The Campus Ministry Retreat class puts on the various retreats for the students. While most of the retreats have a similar structure, each retreat differs based on the students who run it. The Campus Ministers add their personal touch to the retreats. Retreat Campus Ministers plan the games, talks, small groups, and other elements of the retreat.
“I wanted to be a part of Campus Ministry Retreat because I had experience help leading retreats at my youth group,” Campus Minister Devany Harrell ‘16 said. “I love sharing my faith with others, and I wanted to be able to help others.”
Freshman and sophomore retreats are mandatory day retreats held at school. Towards the beginning of the year, the freshman retreat serves as an opportunity for freshman to bond and get to know some of their classmates. The sophomore retreat divides boys and girls, and students can form a brotherhood or sisterhood bond with their peers.
“At freshman retreat, I did not know anyone, so it was awkward at first,” Mariano Sanfilippo ‘16 said. “But in the end, I was able to know more people in my class.”
Retreats serve as a way for students to grow together with each other. While uncomfortable at first, retreats challenge students in various ways.
The mandatory day retreat benefits many students who want to attend a retreat but have extracurriculars in the way. While most students prefer the overnight retreats, freshman and sophomore retreats help introduce students to the retreat program.
“I decided to go on retreat because I needed a break,” Abby Schlehuber ‘16 said. “The opportunity presented itself, so I took it.”
Not everyone can have the opportunity to take a break to go on an overnight retreat due to a busy schedule. However, the optional overnight junior and senior retreats benefit many students and serve as a favorite event among them.
Because the junior and senior retreats were longer, students were able to build stronger relationships, which further enhanced their experiences.
“Junior retreat was really good because it was more in depth,” Pia Asuncion ’16 said.
Junior and senior retreat were also held off campus. Since the retreat was optional, mostly people who were open and wanted to go on retreat attended it.
“For junior retreat, it helps that it is off-campus and away from everything,” Ashley Knepler ’16 said.
Students can focus more on other events and current relationships when they are away from the world’s distractions. During the longer overnight retreats, students are also more willing to open up, and the overall atmosphere formed among them feels safe.
“On junior retreat, I thought that everyone I did not know opened up,” Knepler said. “I felt that I was in a completely safe zone.”
Junior retreat helped prepare students for senior retreat. For many seniors, the retreats served as one of their highlighted experiences at the school. Attending senior retreat finalizes the CCHS retreat experience for the current seniors.
“Senior retreat was my favorite one because we did a lot of fun activities,” Schlehuber said. “It was our last retreat, and it added a level of nostalgia, making it the best one.”
Senior retreat served as a last hoorah for many of the seniors.
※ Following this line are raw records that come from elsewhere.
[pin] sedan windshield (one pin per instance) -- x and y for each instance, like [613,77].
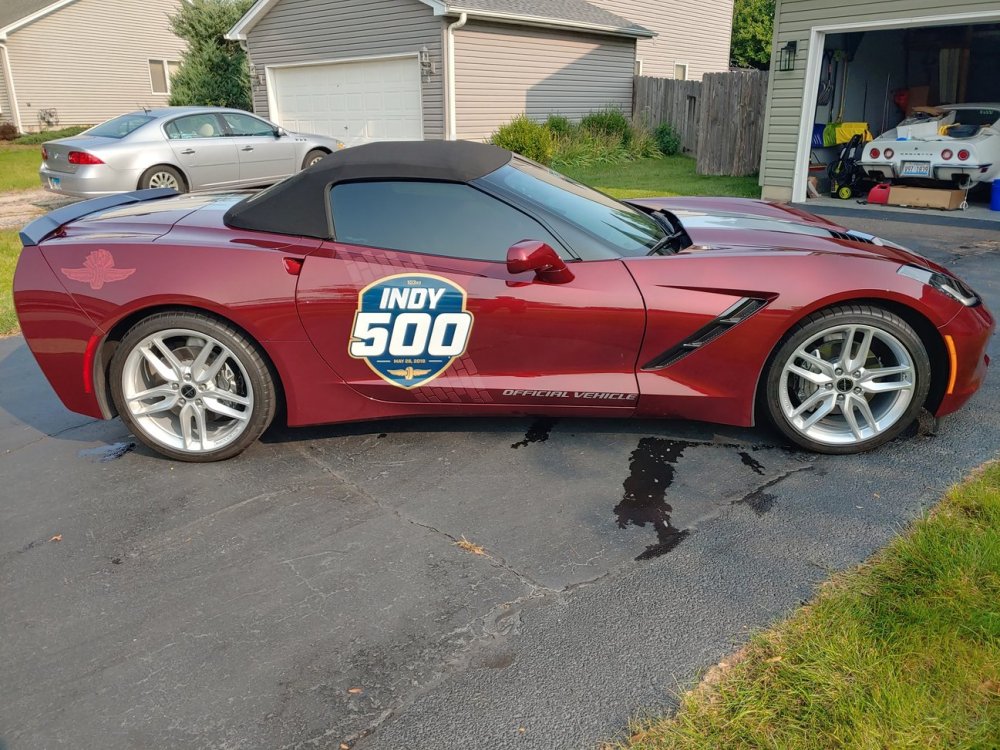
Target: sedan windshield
[119,127]
[589,220]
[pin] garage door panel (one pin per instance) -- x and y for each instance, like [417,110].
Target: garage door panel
[358,101]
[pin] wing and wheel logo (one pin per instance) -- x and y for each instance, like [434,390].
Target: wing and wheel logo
[409,328]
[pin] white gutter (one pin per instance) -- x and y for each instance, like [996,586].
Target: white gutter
[451,130]
[8,76]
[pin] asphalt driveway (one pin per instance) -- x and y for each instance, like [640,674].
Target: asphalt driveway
[311,592]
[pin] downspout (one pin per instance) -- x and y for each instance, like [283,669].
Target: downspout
[451,128]
[8,76]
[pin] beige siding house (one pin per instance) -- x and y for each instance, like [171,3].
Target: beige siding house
[891,45]
[384,69]
[79,62]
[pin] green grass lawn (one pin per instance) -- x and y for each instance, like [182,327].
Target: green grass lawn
[671,175]
[10,248]
[19,167]
[903,652]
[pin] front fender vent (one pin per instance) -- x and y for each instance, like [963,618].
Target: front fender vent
[732,317]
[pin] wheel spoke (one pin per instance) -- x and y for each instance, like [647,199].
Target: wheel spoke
[825,408]
[810,402]
[213,404]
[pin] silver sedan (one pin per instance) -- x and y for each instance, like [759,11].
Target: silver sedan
[184,148]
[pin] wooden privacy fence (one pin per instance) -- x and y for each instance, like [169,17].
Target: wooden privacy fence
[720,120]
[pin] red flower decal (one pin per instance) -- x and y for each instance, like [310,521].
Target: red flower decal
[98,270]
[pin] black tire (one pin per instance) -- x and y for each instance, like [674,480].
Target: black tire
[314,156]
[807,331]
[155,176]
[261,385]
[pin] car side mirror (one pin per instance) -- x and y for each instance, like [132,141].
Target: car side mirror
[533,255]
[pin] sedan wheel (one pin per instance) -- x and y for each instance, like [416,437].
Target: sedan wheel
[191,387]
[848,380]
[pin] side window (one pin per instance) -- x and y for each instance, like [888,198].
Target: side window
[194,126]
[246,125]
[433,218]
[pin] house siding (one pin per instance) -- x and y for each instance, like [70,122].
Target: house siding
[794,21]
[688,31]
[89,60]
[302,31]
[502,70]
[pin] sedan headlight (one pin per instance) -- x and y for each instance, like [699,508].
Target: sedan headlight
[954,288]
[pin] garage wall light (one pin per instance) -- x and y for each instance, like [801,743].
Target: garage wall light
[786,56]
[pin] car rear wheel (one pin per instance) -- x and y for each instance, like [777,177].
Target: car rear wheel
[163,176]
[191,387]
[847,380]
[312,157]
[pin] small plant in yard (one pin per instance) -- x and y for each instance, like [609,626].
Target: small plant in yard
[526,137]
[608,122]
[667,139]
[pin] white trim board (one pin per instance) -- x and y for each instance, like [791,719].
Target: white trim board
[817,43]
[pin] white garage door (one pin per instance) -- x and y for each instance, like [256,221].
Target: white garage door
[374,100]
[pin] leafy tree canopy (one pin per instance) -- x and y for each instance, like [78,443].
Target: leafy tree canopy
[213,70]
[753,25]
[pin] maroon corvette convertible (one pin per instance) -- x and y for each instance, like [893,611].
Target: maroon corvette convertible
[436,278]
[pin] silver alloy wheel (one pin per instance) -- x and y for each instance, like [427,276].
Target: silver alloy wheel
[847,384]
[187,391]
[164,179]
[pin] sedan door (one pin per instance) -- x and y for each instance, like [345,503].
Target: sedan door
[203,151]
[265,155]
[414,303]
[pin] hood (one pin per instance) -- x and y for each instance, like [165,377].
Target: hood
[757,227]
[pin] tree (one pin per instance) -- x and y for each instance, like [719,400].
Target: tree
[213,70]
[753,26]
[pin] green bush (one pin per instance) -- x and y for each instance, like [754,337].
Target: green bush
[558,125]
[32,139]
[667,139]
[608,122]
[526,137]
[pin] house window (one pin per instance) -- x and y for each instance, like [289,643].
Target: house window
[160,73]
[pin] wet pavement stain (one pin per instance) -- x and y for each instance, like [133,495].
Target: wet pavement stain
[106,453]
[651,472]
[537,433]
[752,462]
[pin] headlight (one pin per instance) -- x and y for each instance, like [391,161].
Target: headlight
[945,284]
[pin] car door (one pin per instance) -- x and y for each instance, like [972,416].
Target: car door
[264,156]
[203,150]
[414,302]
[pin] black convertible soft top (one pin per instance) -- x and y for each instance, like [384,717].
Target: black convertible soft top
[298,205]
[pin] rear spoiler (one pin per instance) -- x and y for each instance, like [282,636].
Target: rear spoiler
[44,226]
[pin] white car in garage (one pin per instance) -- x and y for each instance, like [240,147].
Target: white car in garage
[958,144]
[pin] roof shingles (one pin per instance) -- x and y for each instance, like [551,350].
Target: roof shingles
[558,11]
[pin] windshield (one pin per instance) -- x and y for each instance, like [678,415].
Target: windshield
[589,220]
[119,127]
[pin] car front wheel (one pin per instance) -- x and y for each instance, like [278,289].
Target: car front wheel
[847,380]
[192,387]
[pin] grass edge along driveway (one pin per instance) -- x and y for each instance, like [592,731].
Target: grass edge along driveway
[902,652]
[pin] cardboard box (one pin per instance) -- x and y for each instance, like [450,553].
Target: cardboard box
[947,200]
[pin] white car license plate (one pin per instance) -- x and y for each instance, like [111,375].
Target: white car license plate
[916,169]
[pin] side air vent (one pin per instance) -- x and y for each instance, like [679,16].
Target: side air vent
[730,318]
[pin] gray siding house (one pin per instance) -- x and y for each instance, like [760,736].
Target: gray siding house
[889,46]
[79,62]
[410,69]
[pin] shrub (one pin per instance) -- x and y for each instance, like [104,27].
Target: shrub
[559,125]
[526,137]
[667,139]
[608,122]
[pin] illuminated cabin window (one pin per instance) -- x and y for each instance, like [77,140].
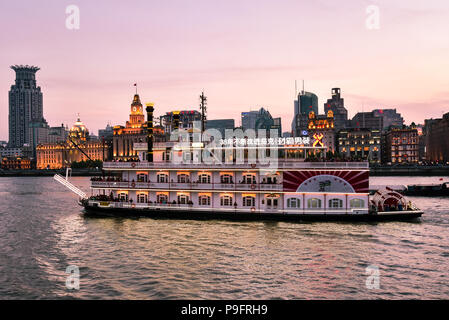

The opportunity allowed them to build the kingdom together one more time on retreat. Most students benefited from the entire retreat program in some way.
“My favorite retreat to attend and run was senior retreat because of the community feel and the great last moments with my classmates,” Bohan said. “It was good to tie up loose ends and fix broken friendships.”
Next year with new campus ministers and some changes in the campus ministry programs, the retreat programs might be slightly different. However, even with the changes, the retreats will still continue to shape students’ lives.
“I wouldn’t change the retreat program at all,” Bohan said. “I think it is perfect just the way it is. It is my favorite part of senior year, and one the best experiences of my life!”